If the child has lived in Texas for at least the last six months, or since birth, or Texas was the child’s home state and they have only been gone for less than six months, you can file a SAPCR case in Texas according to Texas Family Code 152.201. If you are filing your SAPCR case in Texas, you must do so in the county where the child currently lives. If the other parent involved does not live in Texas, you can still file your SAPCR here if your child lives here.

What Can a SAPCR Do?
The decision to file a SAPCR can be made for a variety of reasons, all of which center around the wellbeing of the child or children involved. They are useful tools that legally outline the rights and duties of both parents and are used to make legal matters, including child support, visitation schedules, treatment of medical issues, and more, clear cut and defined. The health and upbringing of a child are central to any divorce that involves children and must be prioritized. A SAPCR makes sure that all details of the child’s upbringing are taken care of.

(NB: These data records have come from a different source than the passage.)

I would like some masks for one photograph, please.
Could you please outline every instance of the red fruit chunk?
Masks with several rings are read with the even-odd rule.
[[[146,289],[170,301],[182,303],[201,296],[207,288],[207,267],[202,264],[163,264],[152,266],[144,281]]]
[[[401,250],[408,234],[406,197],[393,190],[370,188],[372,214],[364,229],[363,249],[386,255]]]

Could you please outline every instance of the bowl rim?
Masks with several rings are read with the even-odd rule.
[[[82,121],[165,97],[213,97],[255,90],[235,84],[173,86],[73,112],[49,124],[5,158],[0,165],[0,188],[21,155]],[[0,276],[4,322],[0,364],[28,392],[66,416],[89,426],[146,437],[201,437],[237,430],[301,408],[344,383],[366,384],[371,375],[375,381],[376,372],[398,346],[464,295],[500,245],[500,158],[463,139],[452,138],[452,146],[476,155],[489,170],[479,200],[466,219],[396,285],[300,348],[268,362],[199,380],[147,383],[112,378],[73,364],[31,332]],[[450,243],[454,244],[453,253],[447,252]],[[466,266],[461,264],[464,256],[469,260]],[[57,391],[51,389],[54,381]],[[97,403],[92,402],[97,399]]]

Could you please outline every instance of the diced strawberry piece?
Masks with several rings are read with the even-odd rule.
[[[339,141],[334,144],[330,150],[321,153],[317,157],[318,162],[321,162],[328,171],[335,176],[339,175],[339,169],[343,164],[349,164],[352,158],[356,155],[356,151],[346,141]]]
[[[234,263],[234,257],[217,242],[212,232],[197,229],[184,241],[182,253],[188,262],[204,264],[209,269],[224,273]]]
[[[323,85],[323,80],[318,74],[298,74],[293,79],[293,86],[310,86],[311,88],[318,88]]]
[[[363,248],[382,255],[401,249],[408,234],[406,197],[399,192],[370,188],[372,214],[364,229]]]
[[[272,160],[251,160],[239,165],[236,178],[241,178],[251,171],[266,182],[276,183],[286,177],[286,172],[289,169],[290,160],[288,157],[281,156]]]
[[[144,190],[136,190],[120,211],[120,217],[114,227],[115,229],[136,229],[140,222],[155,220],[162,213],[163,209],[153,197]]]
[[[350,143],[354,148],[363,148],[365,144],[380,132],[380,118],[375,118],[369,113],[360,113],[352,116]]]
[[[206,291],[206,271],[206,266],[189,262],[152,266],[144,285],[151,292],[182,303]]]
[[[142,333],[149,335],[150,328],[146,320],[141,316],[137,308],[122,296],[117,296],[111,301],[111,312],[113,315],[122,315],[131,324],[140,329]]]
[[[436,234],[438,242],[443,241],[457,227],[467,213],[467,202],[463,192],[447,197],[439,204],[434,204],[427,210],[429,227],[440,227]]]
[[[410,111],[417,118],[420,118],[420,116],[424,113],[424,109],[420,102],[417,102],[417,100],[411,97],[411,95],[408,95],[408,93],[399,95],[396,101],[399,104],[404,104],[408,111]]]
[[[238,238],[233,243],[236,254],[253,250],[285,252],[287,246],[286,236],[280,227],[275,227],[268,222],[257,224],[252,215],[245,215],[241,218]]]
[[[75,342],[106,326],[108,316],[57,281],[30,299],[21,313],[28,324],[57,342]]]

What Happens Once a SAPCR Is Filed?
Once a SAPCR is filed in family court, that court will have continuing jurisdiction. The contents outlined in the SAPCR and other court orders will remain legally binding unless a petition is filed to update their terms. As the child or children get older, there may be updates or modifications needed. Any changes must be filed in the court of continuing jurisdiction. The new petition would then be referred to as a Suit Modifying the Parent-Child Relationship or SMPCR.

What is decided in a SAPCR case?
The judge in a SAPCR case will make custody, visitation, child support, and medical support orders. The judge is always looking out for the child’s best interests. Custody, also known as “conservatorship,” in Texas, is the legally defined relationship between the parents and their child or children. Custody will be determined during a SAPCR case. Visitation orders issued during a SAPCR case dictate when each parent has the right to time with their child or children. Child support is also determined, as is the amount of money one parent pays to help with the cost of raising the child. These costs could include housing, food, clothing, school supplies, daycare, sports, and other activities. A judge can order a parent to pay a certain amount of child support and/or medical support to cover the costs of health insurance and other medical expenses.